A few minutes later Theo comes back in. He pulls me up and puts his arms around me. I stand in his arms for a few minutes.
'I'm sorry little one. I don't know what came over him. Just let him cool off for a little. Have you spoken to anyone?' Theo asks, as he comforts me.
'I've spoken to Raf a little, before I met Andy. Playing and writing helps a little. I've written some songs.' I sniff.
'That's great Aria. Can I hear them?' he replies hopefully.

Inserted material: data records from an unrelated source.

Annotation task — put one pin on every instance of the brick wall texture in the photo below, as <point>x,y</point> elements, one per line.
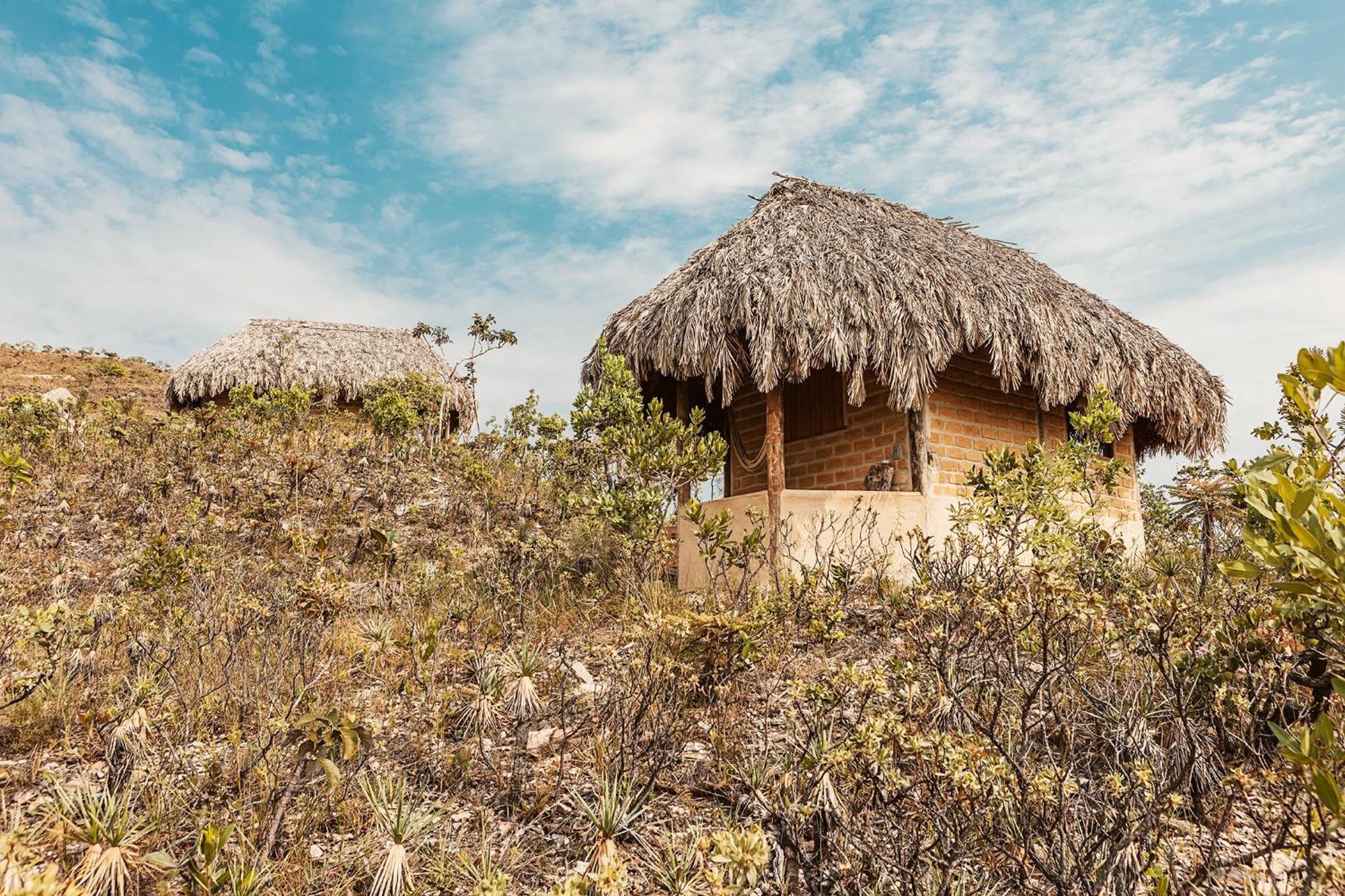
<point>968,415</point>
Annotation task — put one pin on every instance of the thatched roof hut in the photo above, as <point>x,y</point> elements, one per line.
<point>827,278</point>
<point>341,361</point>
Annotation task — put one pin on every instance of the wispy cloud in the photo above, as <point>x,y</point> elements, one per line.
<point>205,61</point>
<point>637,106</point>
<point>240,161</point>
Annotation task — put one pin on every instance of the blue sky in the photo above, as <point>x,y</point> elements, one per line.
<point>170,169</point>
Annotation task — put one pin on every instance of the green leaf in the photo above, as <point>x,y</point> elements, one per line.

'Can we do this tomorrow? I think I might see if Andy can come round. I think he deserves to know if this does go any further, what he is getting himself into.' I say
'Only if that's what you want to do. Maybe it'll also help you to decide if you really want to stay with Andy, because no one is forcing you Aria. It's just nice to see you get out there and meet some new people. It might help your grieving process telling someone who doesn't know' Theo expresses.